Project 1: Search

前四问是依次实现 lecture 中讲过的depthFirstSearch，breadthFirstSearch, uniform cost search ，A* search。前两个差别只在于实现边界的数据结构一个是栈（先进后出）一个是队列（先进先出)。

def depthFirstSearch(problem: SearchProblem):
    fridge = util.Stack()
    fridge.push((problem.getStartState(), []))
    visited = set()
    while not fridge.isEmpty():
        curr_state, curr_path = fridge.pop()
        if problem.isGoalState(curr_state):
            return curr_path
        if curr_state not in visited:
            visited.add(curr_state)
            for next_state, action, cost in problem.getSuccessors(curr_state):
                new_path = curr_path + [action]
                fridge.push((next_state, new_path))
    return []

def breadthFirstSearch(problem: SearchProblem):
    fridge = util.Queue()
    fridge.push((problem.getStartState(), []))
    visited = set()
    while not fridge.isEmpty():
        curr_state, curr_path = fridge.pop()
        if problem.isGoalState(curr_state):
            return curr_path
        if curr_state not in visited:
            visited.add(curr_state)
            for next_state, action, cost in problem.getSuccessors(curr_state):
                new_path = curr_path + [action]
                fridge.push((next_state, new_path))
    return []

uos 是使用优先队列通过比较 priority 来选择谁先 pop 出队列。

def uniformCostSearch(problem: SearchProblem):
    fridge = util.PriorityQueueWithFunction(lambda a:problem.getCostOfActions(a[1]))
    fridge.push((problem.getStartState(), []))
    visited = set()
    while not fridge.isEmpty():
        curr_state, curr_path = fridge.pop()
        if problem.isGoalState(curr_state):
            return curr_path
        if curr_state not in visited:
            visited.add(curr_state)
            for next_state, action, cost in problem.getSuccessors(curr_state):
                new_path = curr_path + [action]
                fridge.push((next_state, new_path))
    return []

a* 则是在 uos 基础上 把 priority 替换为 f = g + h ，即已经走过路径的成本 加上 预估从此处到达目标路径的成本（通过启发式方法求得）。一个 admissible 的启发式方法，求得的 h 应该小于或等于实际成本，保证找到的解一定是最优解。同时，启发式方法还需要满足一致性，意思是 f 沿着路径应该不变或不断增大而不会减小，也就是每一步的预估成本都要小于或等于实际成本，保证第一次扩展某节点时，它的 g 已经最小。

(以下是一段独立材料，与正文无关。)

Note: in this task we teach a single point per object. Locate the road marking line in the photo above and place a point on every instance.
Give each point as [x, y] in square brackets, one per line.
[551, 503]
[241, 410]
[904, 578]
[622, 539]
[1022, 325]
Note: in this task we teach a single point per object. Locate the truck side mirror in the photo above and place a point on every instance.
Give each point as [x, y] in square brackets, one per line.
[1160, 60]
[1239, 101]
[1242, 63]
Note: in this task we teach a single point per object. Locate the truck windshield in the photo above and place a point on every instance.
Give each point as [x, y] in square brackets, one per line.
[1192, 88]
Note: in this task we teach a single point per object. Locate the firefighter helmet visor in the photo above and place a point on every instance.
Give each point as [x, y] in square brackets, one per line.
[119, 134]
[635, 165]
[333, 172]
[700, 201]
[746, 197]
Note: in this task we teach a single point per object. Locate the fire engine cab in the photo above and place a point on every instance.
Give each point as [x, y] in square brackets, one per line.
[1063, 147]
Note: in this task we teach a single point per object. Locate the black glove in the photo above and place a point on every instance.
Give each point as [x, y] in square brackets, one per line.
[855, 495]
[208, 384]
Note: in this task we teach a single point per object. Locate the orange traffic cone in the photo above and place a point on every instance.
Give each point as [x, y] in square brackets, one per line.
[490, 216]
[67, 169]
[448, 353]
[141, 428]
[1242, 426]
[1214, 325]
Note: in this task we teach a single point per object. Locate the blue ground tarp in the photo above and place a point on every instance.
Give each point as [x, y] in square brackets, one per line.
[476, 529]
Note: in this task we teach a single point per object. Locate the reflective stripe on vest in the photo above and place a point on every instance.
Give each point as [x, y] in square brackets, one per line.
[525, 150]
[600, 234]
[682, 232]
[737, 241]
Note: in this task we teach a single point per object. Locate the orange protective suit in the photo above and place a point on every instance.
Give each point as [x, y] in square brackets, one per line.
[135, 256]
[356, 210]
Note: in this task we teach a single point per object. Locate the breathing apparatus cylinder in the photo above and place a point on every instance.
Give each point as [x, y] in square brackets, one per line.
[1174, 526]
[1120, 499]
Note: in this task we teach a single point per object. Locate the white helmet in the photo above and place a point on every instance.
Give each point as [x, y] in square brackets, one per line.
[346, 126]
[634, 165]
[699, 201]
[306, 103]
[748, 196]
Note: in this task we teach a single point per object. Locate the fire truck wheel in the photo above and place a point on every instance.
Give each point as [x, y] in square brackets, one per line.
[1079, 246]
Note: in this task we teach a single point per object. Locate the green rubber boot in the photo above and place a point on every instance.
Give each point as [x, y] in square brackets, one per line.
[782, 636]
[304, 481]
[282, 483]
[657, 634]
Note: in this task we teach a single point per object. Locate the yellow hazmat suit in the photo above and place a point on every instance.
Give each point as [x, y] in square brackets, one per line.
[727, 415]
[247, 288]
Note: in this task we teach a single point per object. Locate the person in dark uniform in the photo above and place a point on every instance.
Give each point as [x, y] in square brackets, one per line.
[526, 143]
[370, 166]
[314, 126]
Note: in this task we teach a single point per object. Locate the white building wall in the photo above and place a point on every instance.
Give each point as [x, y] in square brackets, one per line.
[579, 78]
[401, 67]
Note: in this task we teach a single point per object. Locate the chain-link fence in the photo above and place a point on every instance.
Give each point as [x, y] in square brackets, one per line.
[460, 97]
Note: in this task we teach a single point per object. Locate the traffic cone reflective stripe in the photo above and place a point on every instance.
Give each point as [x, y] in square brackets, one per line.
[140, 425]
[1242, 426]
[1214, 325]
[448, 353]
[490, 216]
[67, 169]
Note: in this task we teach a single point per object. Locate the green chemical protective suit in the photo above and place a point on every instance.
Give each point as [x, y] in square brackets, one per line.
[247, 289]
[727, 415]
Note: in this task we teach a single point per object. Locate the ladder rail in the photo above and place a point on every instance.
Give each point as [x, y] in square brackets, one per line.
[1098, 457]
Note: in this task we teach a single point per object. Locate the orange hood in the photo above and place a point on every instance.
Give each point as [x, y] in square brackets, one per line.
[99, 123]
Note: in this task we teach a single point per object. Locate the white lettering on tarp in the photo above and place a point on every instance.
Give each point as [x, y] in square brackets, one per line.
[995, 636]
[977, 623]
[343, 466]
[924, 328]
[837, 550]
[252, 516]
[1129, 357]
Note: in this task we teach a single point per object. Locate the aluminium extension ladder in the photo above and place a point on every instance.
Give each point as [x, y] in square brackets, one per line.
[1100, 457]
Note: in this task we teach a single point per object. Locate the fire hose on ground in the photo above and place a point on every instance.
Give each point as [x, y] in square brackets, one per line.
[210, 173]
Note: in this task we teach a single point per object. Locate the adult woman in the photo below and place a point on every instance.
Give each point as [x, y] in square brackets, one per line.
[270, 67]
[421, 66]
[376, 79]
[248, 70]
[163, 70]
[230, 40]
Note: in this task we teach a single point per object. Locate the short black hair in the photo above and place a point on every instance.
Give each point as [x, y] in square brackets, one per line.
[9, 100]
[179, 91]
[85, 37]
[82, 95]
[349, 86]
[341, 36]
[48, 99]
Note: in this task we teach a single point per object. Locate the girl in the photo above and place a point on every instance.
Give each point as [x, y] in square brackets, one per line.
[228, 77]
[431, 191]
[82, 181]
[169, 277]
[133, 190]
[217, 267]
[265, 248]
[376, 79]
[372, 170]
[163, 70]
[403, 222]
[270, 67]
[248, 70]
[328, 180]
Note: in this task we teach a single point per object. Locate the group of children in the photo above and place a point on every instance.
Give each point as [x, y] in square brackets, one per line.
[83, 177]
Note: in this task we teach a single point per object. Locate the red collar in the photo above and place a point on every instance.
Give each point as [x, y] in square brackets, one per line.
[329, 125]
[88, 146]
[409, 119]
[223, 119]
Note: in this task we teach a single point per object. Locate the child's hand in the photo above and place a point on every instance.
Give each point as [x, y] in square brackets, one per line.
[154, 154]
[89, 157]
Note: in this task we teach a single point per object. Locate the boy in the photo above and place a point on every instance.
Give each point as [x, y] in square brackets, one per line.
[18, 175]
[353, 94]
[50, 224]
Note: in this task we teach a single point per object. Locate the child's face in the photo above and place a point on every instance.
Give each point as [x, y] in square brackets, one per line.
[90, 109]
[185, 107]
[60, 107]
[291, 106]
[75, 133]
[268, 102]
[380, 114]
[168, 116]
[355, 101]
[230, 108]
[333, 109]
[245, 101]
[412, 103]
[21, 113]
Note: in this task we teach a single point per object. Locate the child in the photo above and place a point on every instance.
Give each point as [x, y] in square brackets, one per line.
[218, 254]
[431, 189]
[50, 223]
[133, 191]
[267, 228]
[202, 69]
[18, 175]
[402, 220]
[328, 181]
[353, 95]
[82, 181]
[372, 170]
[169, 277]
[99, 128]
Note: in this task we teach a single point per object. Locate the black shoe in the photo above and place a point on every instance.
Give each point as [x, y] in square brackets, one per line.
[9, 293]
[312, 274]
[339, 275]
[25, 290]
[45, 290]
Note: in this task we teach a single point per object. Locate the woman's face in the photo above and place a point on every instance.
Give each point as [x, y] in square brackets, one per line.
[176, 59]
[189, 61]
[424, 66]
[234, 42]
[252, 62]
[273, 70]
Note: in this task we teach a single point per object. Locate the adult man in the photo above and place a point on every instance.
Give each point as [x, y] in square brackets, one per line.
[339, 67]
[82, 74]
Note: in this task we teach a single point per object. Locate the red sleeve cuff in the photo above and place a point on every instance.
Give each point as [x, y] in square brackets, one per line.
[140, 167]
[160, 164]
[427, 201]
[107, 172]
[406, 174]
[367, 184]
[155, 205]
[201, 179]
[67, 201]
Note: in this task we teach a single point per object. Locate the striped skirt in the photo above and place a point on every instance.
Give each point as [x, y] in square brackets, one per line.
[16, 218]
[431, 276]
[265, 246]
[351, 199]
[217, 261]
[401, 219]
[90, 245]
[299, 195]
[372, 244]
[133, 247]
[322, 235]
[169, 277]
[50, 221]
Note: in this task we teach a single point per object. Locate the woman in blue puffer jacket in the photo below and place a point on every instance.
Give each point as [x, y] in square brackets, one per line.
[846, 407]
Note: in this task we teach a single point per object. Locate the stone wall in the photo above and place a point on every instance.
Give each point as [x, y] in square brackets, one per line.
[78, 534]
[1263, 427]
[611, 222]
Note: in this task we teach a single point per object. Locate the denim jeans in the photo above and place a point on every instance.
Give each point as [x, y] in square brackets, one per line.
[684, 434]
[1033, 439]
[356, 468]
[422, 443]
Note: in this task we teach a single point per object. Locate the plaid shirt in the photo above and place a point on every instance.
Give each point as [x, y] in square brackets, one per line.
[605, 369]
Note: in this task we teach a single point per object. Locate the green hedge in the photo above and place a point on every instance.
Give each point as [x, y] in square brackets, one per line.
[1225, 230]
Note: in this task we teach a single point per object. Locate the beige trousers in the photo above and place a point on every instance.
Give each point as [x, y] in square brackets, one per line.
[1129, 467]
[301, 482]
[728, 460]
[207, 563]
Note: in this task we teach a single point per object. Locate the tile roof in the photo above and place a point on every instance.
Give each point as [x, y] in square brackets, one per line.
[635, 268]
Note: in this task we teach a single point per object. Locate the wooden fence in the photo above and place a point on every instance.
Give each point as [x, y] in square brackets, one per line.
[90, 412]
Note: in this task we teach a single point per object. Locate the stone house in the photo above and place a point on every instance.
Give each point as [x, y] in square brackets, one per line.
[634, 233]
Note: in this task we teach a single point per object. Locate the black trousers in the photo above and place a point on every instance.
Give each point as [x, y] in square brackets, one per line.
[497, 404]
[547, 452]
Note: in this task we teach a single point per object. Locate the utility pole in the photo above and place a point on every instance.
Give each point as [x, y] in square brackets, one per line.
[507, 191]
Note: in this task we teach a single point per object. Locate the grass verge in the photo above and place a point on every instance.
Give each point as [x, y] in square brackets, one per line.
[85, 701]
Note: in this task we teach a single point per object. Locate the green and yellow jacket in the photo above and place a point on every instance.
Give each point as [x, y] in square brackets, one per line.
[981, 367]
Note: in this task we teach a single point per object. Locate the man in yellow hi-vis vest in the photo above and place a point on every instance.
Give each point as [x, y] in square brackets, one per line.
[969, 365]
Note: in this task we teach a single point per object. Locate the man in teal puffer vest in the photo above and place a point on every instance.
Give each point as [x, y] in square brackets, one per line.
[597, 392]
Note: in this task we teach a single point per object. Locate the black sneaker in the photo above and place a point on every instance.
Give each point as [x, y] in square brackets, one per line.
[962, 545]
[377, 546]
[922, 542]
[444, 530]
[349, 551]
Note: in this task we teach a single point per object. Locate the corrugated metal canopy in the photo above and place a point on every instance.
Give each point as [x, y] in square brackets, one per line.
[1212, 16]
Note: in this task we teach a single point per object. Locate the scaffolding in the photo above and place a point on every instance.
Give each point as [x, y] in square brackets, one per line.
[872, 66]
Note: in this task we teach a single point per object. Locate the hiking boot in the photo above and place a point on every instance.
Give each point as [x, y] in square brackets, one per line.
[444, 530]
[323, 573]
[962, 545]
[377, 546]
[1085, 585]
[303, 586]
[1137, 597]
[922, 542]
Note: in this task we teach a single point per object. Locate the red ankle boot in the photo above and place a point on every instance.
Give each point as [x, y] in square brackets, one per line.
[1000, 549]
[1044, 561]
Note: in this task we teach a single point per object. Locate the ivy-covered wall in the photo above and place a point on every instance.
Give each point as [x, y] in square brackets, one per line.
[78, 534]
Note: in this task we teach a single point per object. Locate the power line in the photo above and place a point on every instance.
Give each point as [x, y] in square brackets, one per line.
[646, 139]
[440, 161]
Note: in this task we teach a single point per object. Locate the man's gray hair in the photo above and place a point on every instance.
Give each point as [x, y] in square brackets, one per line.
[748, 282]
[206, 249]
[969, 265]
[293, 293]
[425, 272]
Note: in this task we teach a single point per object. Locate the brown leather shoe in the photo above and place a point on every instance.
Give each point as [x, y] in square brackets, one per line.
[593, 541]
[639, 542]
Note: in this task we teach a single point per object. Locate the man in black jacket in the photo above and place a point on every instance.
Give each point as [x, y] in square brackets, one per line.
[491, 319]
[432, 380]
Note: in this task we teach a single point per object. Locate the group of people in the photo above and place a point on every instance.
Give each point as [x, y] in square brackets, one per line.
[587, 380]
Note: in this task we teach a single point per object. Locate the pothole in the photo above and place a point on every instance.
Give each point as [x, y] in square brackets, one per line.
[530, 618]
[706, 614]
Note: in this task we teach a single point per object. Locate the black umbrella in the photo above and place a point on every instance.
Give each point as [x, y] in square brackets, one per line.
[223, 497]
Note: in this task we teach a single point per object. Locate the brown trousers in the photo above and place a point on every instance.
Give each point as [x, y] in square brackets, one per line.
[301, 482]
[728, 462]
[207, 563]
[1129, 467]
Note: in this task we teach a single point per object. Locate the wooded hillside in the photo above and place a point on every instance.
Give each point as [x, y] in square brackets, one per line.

def aStarSearch(problem: SearchProblem, heuristic=nullHeuristic):
    """Search the node that has the lowest combined cost and heuristic first."""
    fridge = util.PriorityQueueWithFunction(lambda a:problem.getCostOfActions(a[1]) + heuristic(a[0],problem))
    fridge.push((problem.getStartState(), []))
    visited = set()
    while not fridge.isEmpty():
        curr_state, curr_path = fridge.pop()
        if problem.isGoalState(curr_state):
            return curr_path
        if curr_state not in visited:
            visited.add(curr_state)
            for next_state, action, cost in problem.getSuccessors(curr_state):
                new_path = curr_path + [action]
                fridge.push((next_state, new_path))
    return []

后面几问主要考查的是目标状态函数、后继函数和启发式方法的编写，加深对 heuristic 的理解。通过不断接近真实成本，可以减少搜索中扩展的节点数量，提高效率。